ASP.NET Core Hosting for Azure Relay
Other
15 stars 30 forks source link

Listener does not reconnect after a network outage #12

Open mark-vw opened 5 years ago

mark-vw commented 5 years ago

After a network outage on prem, the registration with the azure relay service is broken and does not reconnect. The listener should be able to know when the connection is broken so it can attempt to reconnect and create events related the service interruption.

coolhome commented 5 years ago

I have experienced this a few times before using the azure relay SDK (not the asp.net core integration).

I have been having a hard time reproducing it or pin pointing where in the code this happens.

mark-vw commented 5 years ago

The asp.net package includes an internal AzureRelayListener class which uses a HybridConnectionListener to connect. Since the HybridConnectionListener exposes connectivity events (Online, Connected, & Offline), these events should be exposed so that action can be taken when a listener goes offline. Otherwise, listeners will not know they have been disconnected and are unable to respond.
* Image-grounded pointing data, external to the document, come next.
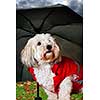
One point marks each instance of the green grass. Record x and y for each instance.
(27, 91)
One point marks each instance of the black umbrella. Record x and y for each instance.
(59, 20)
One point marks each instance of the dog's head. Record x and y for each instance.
(42, 48)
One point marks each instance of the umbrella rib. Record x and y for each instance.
(24, 29)
(41, 26)
(56, 26)
(29, 21)
(24, 36)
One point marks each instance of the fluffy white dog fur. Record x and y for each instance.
(42, 51)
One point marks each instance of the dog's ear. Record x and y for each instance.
(27, 54)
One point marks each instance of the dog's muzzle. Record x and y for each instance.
(48, 55)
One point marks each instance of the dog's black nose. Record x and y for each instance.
(49, 47)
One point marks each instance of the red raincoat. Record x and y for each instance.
(64, 69)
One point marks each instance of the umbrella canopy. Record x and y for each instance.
(60, 21)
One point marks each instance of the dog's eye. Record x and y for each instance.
(39, 43)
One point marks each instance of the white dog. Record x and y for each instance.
(42, 57)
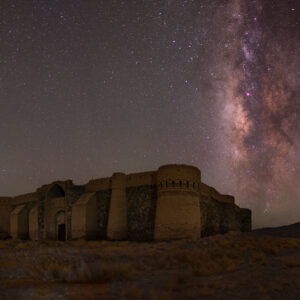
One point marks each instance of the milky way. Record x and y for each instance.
(88, 88)
(259, 106)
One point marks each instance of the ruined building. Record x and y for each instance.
(169, 203)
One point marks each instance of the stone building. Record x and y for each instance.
(170, 203)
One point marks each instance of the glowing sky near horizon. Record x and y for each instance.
(88, 88)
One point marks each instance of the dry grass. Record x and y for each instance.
(185, 269)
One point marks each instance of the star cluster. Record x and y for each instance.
(88, 88)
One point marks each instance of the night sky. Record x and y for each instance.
(88, 88)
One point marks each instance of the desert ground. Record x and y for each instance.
(230, 266)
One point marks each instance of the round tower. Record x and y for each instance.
(178, 203)
(117, 217)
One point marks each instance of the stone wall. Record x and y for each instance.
(4, 217)
(219, 217)
(103, 200)
(141, 205)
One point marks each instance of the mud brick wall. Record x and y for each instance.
(218, 217)
(141, 205)
(103, 200)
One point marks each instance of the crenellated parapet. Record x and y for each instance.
(169, 203)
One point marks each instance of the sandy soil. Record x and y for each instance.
(231, 266)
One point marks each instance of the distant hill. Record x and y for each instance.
(292, 230)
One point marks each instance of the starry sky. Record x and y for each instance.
(88, 88)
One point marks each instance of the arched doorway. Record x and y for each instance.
(60, 225)
(55, 192)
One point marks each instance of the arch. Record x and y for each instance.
(55, 191)
(60, 225)
(33, 223)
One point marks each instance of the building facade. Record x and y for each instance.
(170, 203)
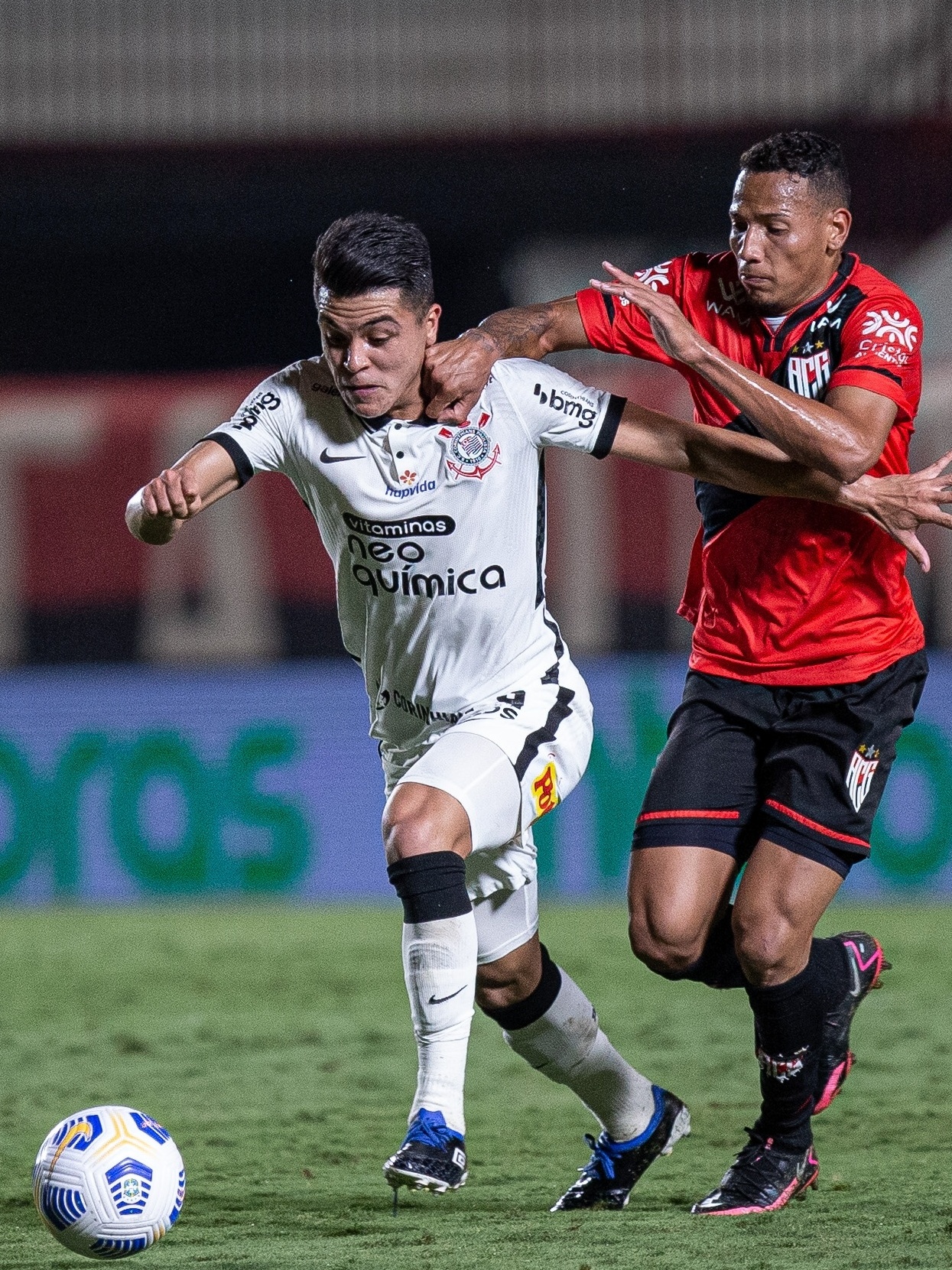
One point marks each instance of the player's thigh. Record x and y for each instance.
(696, 823)
(544, 729)
(781, 898)
(825, 768)
(419, 820)
(675, 895)
(477, 776)
(505, 921)
(509, 958)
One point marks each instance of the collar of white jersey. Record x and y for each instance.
(381, 421)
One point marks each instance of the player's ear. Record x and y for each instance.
(432, 323)
(840, 222)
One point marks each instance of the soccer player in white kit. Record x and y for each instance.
(484, 724)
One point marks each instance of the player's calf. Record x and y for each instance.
(865, 964)
(556, 1030)
(440, 970)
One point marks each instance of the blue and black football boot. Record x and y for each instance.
(613, 1168)
(866, 966)
(432, 1156)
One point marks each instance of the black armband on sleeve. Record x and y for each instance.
(242, 464)
(609, 426)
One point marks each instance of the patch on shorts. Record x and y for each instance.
(859, 774)
(544, 790)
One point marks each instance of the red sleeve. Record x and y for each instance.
(880, 351)
(615, 326)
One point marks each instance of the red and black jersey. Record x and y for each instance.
(785, 591)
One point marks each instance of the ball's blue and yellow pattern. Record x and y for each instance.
(108, 1181)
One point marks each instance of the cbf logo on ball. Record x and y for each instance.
(470, 450)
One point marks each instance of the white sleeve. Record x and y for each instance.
(559, 411)
(257, 434)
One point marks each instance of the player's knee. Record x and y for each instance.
(665, 947)
(515, 977)
(765, 945)
(418, 820)
(499, 989)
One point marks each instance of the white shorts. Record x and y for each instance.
(508, 762)
(504, 921)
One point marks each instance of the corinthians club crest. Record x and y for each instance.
(861, 771)
(471, 451)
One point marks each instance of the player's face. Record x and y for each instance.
(375, 346)
(786, 240)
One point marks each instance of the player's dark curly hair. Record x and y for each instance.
(371, 251)
(806, 154)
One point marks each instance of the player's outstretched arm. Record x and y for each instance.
(158, 511)
(843, 436)
(898, 505)
(456, 370)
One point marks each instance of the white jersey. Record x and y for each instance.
(437, 531)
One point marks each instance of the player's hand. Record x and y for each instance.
(671, 330)
(173, 494)
(900, 505)
(160, 508)
(455, 372)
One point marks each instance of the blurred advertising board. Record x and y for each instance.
(128, 784)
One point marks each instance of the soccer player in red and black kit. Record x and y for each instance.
(807, 653)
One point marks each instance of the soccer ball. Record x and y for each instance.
(108, 1181)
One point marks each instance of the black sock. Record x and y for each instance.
(717, 966)
(832, 964)
(788, 1028)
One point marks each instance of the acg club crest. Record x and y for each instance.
(471, 451)
(859, 774)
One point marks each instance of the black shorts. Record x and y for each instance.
(804, 768)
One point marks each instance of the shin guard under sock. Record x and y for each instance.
(788, 1029)
(440, 970)
(555, 1029)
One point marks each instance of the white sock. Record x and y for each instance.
(567, 1045)
(440, 968)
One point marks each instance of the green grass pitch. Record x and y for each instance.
(275, 1044)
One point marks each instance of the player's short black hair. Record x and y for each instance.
(372, 251)
(806, 154)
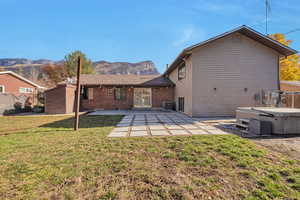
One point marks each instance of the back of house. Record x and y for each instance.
(216, 76)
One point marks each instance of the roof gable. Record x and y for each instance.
(245, 30)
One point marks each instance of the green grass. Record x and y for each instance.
(47, 160)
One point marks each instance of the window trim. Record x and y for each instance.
(181, 66)
(3, 89)
(26, 92)
(181, 107)
(123, 94)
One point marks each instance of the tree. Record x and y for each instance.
(71, 64)
(55, 72)
(290, 66)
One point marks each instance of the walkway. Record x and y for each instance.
(155, 123)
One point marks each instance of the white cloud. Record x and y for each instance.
(188, 35)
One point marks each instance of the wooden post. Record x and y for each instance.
(77, 101)
(293, 99)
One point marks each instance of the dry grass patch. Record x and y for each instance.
(52, 161)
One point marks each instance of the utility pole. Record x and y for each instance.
(77, 100)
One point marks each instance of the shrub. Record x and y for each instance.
(38, 109)
(9, 112)
(18, 107)
(27, 108)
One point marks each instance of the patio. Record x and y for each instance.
(162, 123)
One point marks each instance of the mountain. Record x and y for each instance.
(33, 69)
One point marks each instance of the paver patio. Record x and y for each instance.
(139, 124)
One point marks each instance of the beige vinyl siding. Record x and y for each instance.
(183, 87)
(230, 65)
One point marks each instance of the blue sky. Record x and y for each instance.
(131, 30)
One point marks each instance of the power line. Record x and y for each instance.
(292, 31)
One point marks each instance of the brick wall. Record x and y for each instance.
(159, 95)
(60, 100)
(104, 99)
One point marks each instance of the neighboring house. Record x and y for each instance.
(211, 78)
(14, 84)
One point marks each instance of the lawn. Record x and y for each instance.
(47, 160)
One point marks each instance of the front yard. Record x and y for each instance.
(42, 158)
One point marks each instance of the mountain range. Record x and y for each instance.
(33, 69)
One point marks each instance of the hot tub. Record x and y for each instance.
(282, 120)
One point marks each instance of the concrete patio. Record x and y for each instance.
(161, 123)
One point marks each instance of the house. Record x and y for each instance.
(112, 92)
(211, 78)
(290, 86)
(14, 84)
(292, 97)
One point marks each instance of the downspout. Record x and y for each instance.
(278, 73)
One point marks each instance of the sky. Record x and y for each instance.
(131, 30)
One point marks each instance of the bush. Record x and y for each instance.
(18, 107)
(27, 108)
(9, 112)
(38, 109)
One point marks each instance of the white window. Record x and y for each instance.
(2, 89)
(91, 93)
(25, 90)
(181, 71)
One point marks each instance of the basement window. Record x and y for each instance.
(181, 104)
(25, 90)
(120, 94)
(181, 71)
(2, 89)
(87, 93)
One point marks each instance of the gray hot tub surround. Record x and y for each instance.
(269, 120)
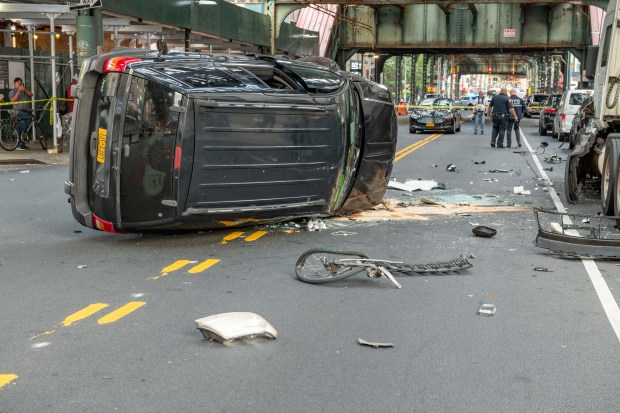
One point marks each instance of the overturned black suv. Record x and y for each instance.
(189, 141)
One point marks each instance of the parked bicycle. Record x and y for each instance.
(322, 265)
(9, 134)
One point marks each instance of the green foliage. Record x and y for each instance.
(389, 74)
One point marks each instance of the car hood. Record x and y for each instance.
(431, 112)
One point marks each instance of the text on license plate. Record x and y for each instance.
(101, 138)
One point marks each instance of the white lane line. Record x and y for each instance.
(600, 286)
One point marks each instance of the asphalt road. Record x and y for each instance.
(91, 322)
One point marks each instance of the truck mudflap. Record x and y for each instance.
(576, 235)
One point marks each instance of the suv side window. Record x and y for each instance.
(149, 141)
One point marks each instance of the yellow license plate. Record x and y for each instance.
(101, 139)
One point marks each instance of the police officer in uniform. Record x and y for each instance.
(479, 110)
(499, 110)
(519, 106)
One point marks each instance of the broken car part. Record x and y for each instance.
(373, 344)
(411, 185)
(226, 327)
(485, 232)
(567, 234)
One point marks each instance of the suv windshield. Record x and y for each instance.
(577, 98)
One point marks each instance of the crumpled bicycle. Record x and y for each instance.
(323, 265)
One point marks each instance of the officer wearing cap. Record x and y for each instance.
(499, 110)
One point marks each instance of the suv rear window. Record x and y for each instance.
(212, 77)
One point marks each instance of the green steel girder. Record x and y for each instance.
(598, 3)
(419, 27)
(222, 20)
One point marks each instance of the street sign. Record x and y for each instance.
(83, 4)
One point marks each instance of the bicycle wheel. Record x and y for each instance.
(319, 265)
(9, 137)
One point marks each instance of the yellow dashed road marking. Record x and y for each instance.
(231, 237)
(83, 313)
(121, 312)
(415, 146)
(46, 333)
(255, 236)
(175, 266)
(6, 379)
(203, 266)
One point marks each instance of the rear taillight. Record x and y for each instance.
(102, 225)
(118, 64)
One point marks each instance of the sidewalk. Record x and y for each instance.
(34, 155)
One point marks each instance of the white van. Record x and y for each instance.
(567, 108)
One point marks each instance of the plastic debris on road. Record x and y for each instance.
(412, 185)
(519, 190)
(487, 309)
(316, 225)
(373, 344)
(485, 232)
(226, 327)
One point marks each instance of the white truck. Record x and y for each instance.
(596, 154)
(595, 158)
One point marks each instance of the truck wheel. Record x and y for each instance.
(542, 131)
(609, 175)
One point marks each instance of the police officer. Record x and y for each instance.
(519, 106)
(479, 110)
(499, 110)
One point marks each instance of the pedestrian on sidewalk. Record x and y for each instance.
(20, 93)
(513, 123)
(479, 112)
(499, 110)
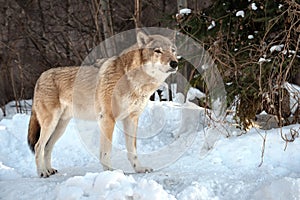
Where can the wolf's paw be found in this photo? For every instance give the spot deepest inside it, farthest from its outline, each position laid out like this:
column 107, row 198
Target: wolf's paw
column 143, row 169
column 47, row 172
column 106, row 168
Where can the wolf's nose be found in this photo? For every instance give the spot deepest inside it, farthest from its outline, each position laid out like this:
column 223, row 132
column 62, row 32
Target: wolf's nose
column 173, row 64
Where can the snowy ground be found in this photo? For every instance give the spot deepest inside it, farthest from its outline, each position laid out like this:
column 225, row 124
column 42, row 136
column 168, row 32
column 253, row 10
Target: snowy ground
column 229, row 171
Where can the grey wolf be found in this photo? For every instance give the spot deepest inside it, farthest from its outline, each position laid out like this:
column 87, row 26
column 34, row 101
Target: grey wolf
column 118, row 90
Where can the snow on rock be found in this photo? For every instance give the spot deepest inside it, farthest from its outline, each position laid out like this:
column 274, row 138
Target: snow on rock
column 197, row 191
column 253, row 6
column 193, row 93
column 289, row 189
column 276, row 48
column 240, row 13
column 294, row 91
column 261, row 60
column 185, row 11
column 110, row 185
column 212, row 25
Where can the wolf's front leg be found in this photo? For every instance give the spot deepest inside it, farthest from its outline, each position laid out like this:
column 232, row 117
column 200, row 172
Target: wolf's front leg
column 130, row 128
column 106, row 125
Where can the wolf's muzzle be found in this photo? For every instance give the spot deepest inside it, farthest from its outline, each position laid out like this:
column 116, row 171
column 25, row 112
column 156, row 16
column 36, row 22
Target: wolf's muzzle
column 173, row 64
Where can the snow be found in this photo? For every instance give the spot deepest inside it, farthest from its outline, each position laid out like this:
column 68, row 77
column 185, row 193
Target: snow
column 185, row 11
column 253, row 6
column 261, row 60
column 276, row 48
column 212, row 25
column 240, row 13
column 229, row 170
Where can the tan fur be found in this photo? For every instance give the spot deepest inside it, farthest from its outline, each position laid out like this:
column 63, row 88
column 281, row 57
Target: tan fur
column 118, row 90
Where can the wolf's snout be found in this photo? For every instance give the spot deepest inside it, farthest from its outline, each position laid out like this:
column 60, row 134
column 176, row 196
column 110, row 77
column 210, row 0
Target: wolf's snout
column 173, row 64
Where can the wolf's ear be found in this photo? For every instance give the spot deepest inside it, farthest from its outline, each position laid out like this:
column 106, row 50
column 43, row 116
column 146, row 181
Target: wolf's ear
column 142, row 38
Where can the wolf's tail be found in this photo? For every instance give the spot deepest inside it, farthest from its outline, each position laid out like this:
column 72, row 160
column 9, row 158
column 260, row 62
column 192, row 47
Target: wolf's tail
column 33, row 131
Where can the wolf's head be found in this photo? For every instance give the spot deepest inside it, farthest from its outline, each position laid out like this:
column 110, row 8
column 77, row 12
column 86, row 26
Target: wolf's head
column 158, row 54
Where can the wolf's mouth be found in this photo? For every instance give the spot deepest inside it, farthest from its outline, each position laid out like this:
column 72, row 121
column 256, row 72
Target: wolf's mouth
column 172, row 70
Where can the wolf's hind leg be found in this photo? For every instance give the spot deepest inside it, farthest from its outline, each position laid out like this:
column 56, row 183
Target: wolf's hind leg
column 59, row 130
column 130, row 128
column 48, row 125
column 106, row 125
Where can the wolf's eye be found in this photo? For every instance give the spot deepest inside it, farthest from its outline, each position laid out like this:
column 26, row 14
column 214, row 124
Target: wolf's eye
column 157, row 51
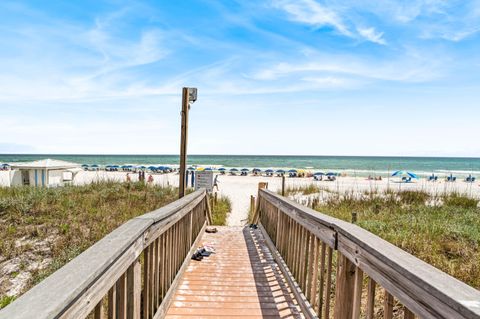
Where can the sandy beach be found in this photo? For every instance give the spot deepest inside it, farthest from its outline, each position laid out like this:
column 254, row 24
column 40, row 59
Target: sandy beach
column 239, row 188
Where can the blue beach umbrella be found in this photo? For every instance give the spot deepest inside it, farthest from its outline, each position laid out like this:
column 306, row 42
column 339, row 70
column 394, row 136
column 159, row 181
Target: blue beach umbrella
column 409, row 174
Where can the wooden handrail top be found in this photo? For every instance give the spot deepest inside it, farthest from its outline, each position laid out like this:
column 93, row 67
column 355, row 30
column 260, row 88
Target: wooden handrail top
column 111, row 255
column 423, row 288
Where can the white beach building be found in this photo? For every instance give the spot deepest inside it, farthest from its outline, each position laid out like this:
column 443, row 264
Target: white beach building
column 47, row 172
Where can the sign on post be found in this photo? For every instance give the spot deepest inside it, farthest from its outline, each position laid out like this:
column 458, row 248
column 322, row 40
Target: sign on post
column 204, row 179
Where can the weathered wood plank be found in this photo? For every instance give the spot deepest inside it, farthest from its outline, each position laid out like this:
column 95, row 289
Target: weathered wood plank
column 425, row 290
column 134, row 290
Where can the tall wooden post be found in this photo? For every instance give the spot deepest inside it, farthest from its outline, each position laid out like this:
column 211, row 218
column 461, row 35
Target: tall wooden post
column 183, row 143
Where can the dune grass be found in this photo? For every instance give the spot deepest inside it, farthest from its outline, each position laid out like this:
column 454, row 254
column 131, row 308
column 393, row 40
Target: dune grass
column 443, row 231
column 57, row 224
column 220, row 210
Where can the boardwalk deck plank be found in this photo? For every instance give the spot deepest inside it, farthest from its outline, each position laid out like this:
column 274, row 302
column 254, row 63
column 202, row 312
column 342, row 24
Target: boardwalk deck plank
column 241, row 280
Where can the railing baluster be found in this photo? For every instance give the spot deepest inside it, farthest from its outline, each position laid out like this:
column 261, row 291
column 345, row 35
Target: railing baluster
column 134, row 290
column 98, row 312
column 146, row 282
column 407, row 314
column 388, row 305
column 328, row 286
column 112, row 298
column 344, row 287
column 121, row 297
column 371, row 298
column 357, row 295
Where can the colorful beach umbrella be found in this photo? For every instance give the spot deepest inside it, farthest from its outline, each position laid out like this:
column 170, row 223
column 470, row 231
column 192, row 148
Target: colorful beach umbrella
column 400, row 173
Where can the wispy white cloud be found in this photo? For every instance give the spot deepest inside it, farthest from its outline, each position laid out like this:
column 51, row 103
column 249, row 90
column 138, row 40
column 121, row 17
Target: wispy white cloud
column 312, row 13
column 371, row 35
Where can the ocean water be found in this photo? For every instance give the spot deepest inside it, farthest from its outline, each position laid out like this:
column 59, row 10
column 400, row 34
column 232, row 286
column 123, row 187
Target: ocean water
column 352, row 165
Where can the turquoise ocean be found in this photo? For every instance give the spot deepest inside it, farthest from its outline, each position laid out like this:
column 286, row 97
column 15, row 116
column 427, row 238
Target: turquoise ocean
column 352, row 165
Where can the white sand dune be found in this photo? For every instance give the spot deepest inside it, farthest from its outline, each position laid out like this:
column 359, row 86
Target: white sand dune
column 240, row 188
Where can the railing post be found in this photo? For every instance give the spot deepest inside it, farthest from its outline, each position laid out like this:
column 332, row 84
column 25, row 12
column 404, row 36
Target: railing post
column 134, row 290
column 345, row 288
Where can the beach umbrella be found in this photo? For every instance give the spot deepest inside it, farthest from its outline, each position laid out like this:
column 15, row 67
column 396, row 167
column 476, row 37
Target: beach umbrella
column 400, row 173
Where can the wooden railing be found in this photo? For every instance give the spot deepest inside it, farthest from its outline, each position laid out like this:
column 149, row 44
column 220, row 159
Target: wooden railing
column 340, row 270
column 130, row 273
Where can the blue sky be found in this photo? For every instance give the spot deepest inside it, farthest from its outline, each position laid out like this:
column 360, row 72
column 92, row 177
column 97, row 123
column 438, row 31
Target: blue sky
column 274, row 77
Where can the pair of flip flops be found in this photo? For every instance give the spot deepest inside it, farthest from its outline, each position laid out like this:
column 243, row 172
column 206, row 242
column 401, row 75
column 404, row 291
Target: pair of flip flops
column 204, row 251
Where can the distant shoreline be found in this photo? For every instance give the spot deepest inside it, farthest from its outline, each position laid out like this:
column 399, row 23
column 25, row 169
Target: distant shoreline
column 352, row 165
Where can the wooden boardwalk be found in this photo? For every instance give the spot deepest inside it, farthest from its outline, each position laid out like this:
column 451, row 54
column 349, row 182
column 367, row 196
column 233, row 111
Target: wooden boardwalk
column 241, row 280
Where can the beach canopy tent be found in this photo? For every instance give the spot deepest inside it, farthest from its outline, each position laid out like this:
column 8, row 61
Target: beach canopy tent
column 404, row 173
column 47, row 172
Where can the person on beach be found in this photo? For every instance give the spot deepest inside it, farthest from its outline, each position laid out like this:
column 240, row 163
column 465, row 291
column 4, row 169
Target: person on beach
column 215, row 182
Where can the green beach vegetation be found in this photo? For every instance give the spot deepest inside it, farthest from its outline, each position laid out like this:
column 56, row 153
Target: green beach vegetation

coolhome commented 5 years ago

In my instance we are using the HybridConnectionListener directly and subscribed to those events. During a network event our listener tried to reconnect several times but eventually stopped trying to reconnect all together until we forced a service restart.

We started to log the LastException that is exposed. If it happens again hopefully I will have sufficient enough information to report back on.

edit: I have not tried upgrading to 2.0.1 that was released recently

dlstucki commented 5 years ago

There have been some issues similar to this which were fixed in 2.0.0+. I'd absolutely recommend getting onto 2.0.1 before spending any more time on this issue to get all known bug fixes and the best tracing.

If you're dealing with HybridConnectionListener directly make sure you subscribe to the Connecting, Online, and Offline events, these are raised when connection status changes occur and that's when LastError actually means something.

        /// <summary>
        /// Raised when the Listener is attempting to reconnect with ServiceBus after a connection loss. 
        /// Check LastError for more details.
        /// </summary>
        public event EventHandler Connecting;

        /// <summary>
        /// Raised when the Listener has successfully connected or reconnected with ServiceBus.
        /// LastError will be null at this point.
        /// </summary>
        public event EventHandler Online;

        /// <summary>
        /// Raised when the Listener will no longer be attempting to recconnect with ServiceBus.
        /// Reasons include user-initiated listener close or the HybridConnection management object
        /// was deleted (e.g. via portal or ARM).
        /// Check LastError for more details when this event is raised unexpectedly.
        /// </summary>
        public event EventHandler Offline;
mark-vw commented 5 years ago

Microsoft.Azure.Relay.AspNetCore package is still in preview (1.1.0-preview-20180522-1) and uses Microsoft.Azure.Relay (1.1.0-preview). Are there plans to update the Microsoft.Azure.Relay.AspNetCore package to use Microsoft.Azure.Relay (2.01) and bring it out of preview?

dlstucki commented 4 years ago

Microsoft.Azure.Relay.AspNetCore package is still in preview (1.1.0-preview-20180522-1) and uses Microsoft.Azure.Relay (1.1.0-preview). Are there plans to update the Microsoft.Azure.Relay.AspNetCore package to use Microsoft.Azure.Relay (2.01) and bring it out of preview?

This is now done. https://www.nuget.org/packages/Microsoft.Azure.Relay.AspNetCore/1.2.10592

Can this issue be closed? If not, please describe where things are at.

adrosa commented 3 years ago

Is this issue still active?